Опубл.: 1897. Источникъ: az.lib.ru • По поводу книги: René Doumic «Les jeunes» Etudes et por trais. Paris 1896.

Сумерки девятнадцатаго вѣка.

править
По поводу книги: René Doumic «Les jeunes» Etudes et por trais. Paris 1896.

Les jeunes — это писатели послѣдняго десятилѣтія, самое юное молодое литературное поколѣніе. Молодежь во всѣ времена сохраняетъ нѣкоторыя типичныя, только ей свойственныя черты. Мы говоримъ, конечно, о дѣйствительно молодой молодежи, т. е. не страдающей чуть ли не съ первой минуты сознанія блѣдной немочью нравственной жизни и соотвѣтственно повышенными физіологическими аппетитами.

Она въ силу естественнаго закона ищетъ своего, новыхъ путей, по какимъ не шло предыдущее поколѣніе, и не только ищетъ, во весьма часто притязаетъ на несомнѣнное открытіе этихъ путей. Молодежь любопытна, безпокойна и притязательна. Можетъ быть, эти свойства иногда влекутъ къ нецѣлесообразнымъ и даже неразумнымъ увлеченіямъ, но только они и свидѣтельствуютъ о духовномъ бытіи новаго поколѣнія, раздѣляютъ отцовъ и дѣтей на двѣ различныхъ семьи. Печально, если раздѣленіе переходитъ во взаимное непониманіе и вражду, но оно должно быть, и нѣтъ болѣе зловѣщаго признака для какого бы то ни было общества, чѣмъ полное духовное единеніе двухъ другъ за другомъ слѣдующихъ поколѣній.

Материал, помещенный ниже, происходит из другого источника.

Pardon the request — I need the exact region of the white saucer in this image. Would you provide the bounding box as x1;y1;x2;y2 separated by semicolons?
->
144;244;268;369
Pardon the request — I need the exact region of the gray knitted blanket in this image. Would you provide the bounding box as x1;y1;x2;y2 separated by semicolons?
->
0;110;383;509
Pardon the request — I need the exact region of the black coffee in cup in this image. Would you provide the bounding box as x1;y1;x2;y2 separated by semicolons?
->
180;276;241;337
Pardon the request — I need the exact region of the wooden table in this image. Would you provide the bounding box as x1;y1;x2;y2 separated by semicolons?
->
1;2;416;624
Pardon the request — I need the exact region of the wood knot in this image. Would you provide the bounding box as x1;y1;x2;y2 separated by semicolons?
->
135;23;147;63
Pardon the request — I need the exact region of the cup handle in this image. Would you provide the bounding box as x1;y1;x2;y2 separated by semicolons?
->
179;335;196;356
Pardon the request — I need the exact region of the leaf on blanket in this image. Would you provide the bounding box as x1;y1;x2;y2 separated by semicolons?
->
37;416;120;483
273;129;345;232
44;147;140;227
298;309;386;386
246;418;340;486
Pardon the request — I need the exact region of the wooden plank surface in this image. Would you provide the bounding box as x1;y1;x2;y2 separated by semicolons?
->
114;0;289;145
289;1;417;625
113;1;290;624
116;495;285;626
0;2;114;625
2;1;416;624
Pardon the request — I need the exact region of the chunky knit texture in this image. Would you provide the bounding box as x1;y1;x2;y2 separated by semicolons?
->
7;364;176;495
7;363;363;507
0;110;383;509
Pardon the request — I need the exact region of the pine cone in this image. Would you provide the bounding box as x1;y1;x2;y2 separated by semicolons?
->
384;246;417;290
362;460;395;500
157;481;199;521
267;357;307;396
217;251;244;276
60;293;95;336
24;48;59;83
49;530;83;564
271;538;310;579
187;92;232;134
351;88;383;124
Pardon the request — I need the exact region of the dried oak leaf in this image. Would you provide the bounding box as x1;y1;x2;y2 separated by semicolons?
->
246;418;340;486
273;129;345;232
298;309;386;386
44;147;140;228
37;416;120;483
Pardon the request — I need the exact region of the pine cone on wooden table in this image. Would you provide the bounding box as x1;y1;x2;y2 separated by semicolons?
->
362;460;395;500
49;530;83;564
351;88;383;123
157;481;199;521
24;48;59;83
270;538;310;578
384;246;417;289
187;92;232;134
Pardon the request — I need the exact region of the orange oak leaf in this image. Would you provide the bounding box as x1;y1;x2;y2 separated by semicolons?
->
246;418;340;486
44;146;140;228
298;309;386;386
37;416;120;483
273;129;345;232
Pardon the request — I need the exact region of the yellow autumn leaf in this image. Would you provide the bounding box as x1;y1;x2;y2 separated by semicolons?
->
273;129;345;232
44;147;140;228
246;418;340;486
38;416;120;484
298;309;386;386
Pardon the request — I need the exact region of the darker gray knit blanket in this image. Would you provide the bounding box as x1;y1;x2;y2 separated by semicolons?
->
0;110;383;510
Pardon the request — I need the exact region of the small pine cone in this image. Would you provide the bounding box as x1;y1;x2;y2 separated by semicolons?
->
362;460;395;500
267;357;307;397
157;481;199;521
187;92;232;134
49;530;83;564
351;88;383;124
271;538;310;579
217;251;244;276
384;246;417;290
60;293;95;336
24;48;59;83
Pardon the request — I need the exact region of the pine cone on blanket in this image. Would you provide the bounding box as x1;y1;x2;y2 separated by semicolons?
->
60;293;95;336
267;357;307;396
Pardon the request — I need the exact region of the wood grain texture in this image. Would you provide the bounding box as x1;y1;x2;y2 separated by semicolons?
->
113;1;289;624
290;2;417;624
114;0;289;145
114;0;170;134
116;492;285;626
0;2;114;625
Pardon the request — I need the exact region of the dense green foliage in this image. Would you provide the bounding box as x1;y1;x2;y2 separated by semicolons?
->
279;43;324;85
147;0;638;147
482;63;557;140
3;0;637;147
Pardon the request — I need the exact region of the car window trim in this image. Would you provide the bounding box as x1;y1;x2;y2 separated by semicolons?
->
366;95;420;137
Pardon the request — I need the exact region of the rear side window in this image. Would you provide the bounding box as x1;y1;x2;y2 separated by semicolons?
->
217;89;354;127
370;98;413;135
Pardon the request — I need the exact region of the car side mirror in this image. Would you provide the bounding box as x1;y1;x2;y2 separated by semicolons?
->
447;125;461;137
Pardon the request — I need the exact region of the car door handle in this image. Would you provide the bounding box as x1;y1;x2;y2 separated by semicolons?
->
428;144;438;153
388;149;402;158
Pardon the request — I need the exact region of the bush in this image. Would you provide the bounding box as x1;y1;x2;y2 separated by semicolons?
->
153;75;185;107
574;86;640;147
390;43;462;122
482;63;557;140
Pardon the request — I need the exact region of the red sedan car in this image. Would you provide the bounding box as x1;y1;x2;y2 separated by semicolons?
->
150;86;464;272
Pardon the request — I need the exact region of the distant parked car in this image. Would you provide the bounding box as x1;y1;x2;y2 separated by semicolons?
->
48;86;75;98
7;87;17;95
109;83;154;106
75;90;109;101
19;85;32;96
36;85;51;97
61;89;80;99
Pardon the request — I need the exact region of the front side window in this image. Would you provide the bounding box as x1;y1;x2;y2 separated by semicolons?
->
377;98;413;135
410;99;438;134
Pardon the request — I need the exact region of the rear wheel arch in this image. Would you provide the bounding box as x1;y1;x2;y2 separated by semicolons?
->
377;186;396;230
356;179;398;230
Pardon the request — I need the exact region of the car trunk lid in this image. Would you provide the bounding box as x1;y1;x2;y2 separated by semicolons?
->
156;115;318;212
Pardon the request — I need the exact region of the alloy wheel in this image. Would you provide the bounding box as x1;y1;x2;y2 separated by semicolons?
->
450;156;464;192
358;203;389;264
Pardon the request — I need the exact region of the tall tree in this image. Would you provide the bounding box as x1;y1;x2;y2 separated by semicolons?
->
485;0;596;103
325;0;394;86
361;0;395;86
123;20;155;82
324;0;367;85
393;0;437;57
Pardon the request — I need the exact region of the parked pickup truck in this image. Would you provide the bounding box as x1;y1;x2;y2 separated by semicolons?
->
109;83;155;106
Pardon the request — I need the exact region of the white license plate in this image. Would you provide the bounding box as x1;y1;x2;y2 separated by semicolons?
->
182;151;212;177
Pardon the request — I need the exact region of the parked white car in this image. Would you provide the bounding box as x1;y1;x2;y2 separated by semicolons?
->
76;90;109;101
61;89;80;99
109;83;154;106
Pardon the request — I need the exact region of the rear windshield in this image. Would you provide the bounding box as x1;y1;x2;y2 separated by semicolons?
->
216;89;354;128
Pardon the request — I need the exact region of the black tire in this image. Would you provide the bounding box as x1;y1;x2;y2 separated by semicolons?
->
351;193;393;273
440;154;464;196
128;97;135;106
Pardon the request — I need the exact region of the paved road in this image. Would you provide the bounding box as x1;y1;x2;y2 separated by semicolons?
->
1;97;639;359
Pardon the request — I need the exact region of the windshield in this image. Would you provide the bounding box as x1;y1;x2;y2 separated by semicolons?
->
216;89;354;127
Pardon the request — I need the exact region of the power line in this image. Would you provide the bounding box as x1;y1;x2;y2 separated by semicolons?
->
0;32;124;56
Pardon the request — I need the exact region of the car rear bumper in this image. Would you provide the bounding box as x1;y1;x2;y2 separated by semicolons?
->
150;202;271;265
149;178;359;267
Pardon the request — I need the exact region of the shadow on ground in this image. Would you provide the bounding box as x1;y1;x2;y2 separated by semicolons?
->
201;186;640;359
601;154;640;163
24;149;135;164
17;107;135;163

Значитъ, жизнь обомлѣла, обмелѣли высшіе источники силъ человѣка и угасъ священный огонь, единственный могучій источникъ превосходства человѣка надъ всей вселенной, будь это даже необъятныя солнца и какія угодно грозныя стихіи. Нѣмецкій поэтъ въ двухъ словахъ выразилъ эту истину:

Міръ божій то свянетъ, то вновь разцвѣтетъ —

А смертный все ищетъ, все лучшаго ждетъ…

Поиски и надежда — это человѣку; стихійные, безсознательно-необходимые процессы — всему остальному, и горе, если человѣкъ перестаетъ воплощать въ себѣ контрастъ этому остальному!..

Въ наше время, какъ бы на него заслуженно ни сѣтовали, далеко отъ такой перспективы. Совершенно напротивъ.

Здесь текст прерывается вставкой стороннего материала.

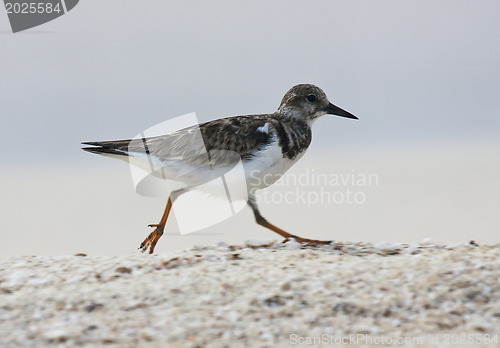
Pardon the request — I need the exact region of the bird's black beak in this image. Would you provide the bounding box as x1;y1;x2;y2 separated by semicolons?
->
324;102;358;119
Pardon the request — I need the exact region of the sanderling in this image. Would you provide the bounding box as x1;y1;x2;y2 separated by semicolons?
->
82;84;358;253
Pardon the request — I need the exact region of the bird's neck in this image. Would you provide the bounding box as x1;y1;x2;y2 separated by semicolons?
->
275;107;320;127
277;106;303;119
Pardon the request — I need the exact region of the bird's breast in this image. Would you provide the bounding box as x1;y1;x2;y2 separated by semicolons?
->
243;136;307;191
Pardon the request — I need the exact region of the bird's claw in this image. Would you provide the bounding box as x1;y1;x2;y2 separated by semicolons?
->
283;237;333;246
139;228;163;254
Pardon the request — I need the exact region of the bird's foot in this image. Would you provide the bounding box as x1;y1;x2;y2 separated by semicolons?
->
283;236;333;246
139;226;164;254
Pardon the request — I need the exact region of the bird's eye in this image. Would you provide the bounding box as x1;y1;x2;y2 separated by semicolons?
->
306;94;317;103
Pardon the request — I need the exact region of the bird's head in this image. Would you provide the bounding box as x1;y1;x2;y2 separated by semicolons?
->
277;84;358;123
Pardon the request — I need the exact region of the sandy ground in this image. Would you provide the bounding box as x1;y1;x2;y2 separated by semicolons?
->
1;240;500;347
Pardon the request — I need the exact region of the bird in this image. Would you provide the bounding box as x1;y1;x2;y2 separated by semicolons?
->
82;84;358;254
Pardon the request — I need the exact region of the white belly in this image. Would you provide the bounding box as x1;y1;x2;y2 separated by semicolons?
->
243;138;305;192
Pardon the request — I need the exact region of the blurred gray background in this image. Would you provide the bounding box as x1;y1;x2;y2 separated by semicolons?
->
1;0;499;256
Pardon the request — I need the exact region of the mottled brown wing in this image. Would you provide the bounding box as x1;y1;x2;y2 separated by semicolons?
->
82;114;276;168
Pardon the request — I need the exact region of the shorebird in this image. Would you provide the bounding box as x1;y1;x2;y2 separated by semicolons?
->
82;84;358;253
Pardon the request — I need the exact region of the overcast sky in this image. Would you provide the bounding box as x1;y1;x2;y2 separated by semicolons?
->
1;0;499;167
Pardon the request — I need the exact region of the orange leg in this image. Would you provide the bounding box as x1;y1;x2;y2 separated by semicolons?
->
139;196;172;254
248;198;332;246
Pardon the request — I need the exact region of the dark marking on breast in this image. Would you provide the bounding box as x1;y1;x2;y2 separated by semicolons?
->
273;119;312;160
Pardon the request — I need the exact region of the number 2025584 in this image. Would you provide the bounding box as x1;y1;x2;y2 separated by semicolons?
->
5;2;62;14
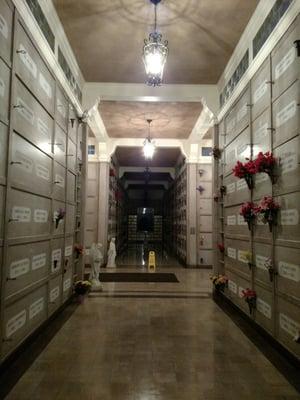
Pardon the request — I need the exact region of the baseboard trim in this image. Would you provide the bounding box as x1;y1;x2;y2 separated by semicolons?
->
0;296;77;398
213;291;300;393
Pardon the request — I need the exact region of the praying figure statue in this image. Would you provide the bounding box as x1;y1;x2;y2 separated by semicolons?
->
107;237;117;268
90;243;103;291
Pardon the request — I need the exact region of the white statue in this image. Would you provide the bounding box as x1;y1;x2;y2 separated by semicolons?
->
90;243;103;291
107;237;117;268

Врядъ ли какая другая эпоха порождала столько душевныхъ безпокойствъ, столько искреннихъ безъисходныхъ томленій ума, такихъ жгучихъ и въ то же время длящихся страданій сердца. Въ старыя времена много волновались изъ-за идей, приносили имъ великія жертвы, во не было столько именно боли и тоски, подавленныхъ, часто незамѣтныхъ мукъ возмущеннаго и неудовлетвореннаго духа.

Возьмите типичнаго человѣка какой угодно самой сильной эпохи, хотя бы реформаціи или XVIIІ-го вѣка, и подъищите ему пару изъ современнаго поколѣнія — пару, конечно, по талантливости и умственному развитію… Эффектнѣе трудно и выдумать картину!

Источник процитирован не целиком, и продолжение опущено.